There is no doubt about it, Vancouver is one of the most beautiful cities in the world (on a sunny day), but when I visit my brother in St. Nicholas (on the Vale) I always think there is nothing to compare with the ‘green, green fields of home’. Not that where I grew up in Splott was very green, except for the park, but my elder brother married a farmer’s daughter so the Vale of Glamorgan is like second home for me.
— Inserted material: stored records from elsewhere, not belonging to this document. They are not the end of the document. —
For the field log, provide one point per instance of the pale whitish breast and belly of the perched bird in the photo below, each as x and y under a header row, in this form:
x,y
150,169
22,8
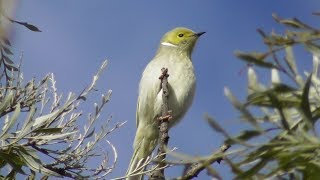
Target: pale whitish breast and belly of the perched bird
x,y
181,88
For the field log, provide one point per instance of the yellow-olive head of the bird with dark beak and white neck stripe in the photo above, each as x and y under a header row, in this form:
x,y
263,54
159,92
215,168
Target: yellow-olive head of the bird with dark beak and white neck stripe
x,y
182,39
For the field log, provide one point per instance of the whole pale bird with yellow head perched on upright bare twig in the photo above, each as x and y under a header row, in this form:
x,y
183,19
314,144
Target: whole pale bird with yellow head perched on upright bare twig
x,y
174,53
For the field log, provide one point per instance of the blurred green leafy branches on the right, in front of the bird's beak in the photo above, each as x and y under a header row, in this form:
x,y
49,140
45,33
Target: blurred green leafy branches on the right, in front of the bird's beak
x,y
282,141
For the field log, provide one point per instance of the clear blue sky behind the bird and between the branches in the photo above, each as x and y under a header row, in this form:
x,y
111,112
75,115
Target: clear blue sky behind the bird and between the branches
x,y
78,35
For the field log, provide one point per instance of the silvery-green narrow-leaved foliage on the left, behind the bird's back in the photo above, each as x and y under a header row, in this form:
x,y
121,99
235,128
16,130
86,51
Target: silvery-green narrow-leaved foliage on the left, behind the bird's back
x,y
41,133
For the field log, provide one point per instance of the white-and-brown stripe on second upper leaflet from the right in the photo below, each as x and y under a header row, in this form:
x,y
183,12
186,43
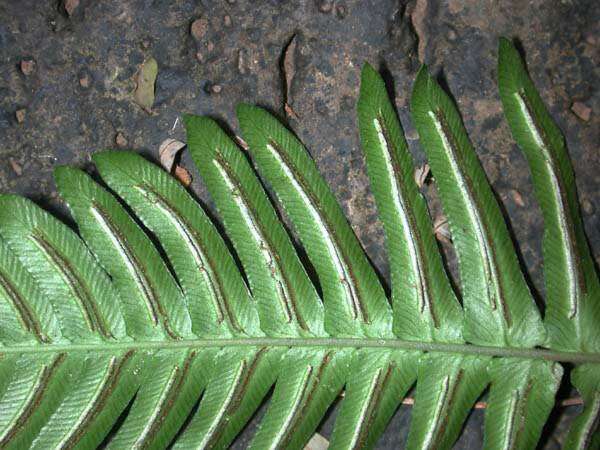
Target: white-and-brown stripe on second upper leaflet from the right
x,y
492,279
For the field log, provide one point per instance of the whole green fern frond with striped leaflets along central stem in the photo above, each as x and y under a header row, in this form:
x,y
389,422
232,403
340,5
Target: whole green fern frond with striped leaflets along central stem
x,y
97,329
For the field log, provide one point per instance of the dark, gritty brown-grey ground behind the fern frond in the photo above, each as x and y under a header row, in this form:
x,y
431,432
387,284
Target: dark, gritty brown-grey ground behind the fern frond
x,y
74,95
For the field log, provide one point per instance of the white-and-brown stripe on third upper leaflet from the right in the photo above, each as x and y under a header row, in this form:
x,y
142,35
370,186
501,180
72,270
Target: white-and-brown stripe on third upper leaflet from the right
x,y
408,226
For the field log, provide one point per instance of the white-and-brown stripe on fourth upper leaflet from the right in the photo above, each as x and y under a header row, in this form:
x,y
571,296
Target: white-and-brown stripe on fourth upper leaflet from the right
x,y
354,305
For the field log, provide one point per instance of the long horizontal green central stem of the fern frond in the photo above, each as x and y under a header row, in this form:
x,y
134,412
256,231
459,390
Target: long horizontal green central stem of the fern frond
x,y
390,344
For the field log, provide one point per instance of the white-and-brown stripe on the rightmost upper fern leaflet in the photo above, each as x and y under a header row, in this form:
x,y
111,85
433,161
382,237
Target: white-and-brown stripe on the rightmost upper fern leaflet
x,y
574,276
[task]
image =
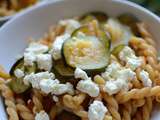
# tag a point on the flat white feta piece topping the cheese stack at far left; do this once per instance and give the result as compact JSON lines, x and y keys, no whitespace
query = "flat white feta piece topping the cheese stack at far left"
{"x":36,"y":48}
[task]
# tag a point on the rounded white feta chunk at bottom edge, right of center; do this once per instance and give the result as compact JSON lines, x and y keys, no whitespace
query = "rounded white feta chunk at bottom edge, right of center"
{"x":97,"y":111}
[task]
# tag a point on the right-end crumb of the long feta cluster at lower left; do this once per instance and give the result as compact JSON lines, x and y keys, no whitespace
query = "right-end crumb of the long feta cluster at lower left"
{"x":59,"y":89}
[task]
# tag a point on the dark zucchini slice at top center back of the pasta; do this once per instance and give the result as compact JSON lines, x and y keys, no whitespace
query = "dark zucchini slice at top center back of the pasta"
{"x":100,"y":16}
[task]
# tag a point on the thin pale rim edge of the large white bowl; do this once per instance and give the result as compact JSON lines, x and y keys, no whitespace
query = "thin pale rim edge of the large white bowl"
{"x":44,"y":4}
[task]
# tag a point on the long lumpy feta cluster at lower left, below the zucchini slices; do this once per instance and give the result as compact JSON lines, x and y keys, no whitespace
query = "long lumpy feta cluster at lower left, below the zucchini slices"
{"x":46,"y":83}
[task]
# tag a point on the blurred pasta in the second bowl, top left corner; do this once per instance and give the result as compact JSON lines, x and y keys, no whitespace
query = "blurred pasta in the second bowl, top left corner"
{"x":10,"y":7}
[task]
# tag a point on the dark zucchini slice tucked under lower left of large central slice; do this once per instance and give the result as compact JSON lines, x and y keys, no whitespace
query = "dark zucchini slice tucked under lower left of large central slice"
{"x":62,"y":69}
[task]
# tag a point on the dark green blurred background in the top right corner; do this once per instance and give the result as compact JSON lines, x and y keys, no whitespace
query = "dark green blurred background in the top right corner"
{"x":153,"y":5}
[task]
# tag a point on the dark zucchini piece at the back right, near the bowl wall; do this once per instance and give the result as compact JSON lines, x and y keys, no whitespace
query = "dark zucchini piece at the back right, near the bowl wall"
{"x":130,"y":20}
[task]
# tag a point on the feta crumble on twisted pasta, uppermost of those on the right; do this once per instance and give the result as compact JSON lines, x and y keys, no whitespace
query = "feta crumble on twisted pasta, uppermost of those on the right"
{"x":127,"y":55}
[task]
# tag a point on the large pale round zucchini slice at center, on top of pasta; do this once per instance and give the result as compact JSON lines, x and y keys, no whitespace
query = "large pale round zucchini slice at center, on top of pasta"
{"x":85,"y":52}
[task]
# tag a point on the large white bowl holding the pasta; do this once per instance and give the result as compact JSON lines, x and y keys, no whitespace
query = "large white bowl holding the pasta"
{"x":35,"y":21}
Somewhat disconnected, but this thread does talk about memories… I just read on the BBC world news about the anniversary of the Aberfan disaster. In a roundabout way it was why I went into engineering–to try to prevent anything like that happening again. In the latter years of my mining career I led a team that was dedicated to finding ‘better ways of doing things’ and still remember the day we tested something that could save lives far underground in Ontario. All the miners were watching, including one who had been badly injured in a rockfall, so was very brave to stand by us on his crutches while we ran the tests. He asked why I had dedicated so much of my life to improving mines. My answer was one word–‘Aberfan’. He wept.

SSiW is reaching out to so many people around the world, forging connections through our attempts to speak a precious language–you cannot underestimate the good it is doing far beyond language itself, because friendship and goodwill are born through what we say (and do) for one another on this forum. May that goodwill continue!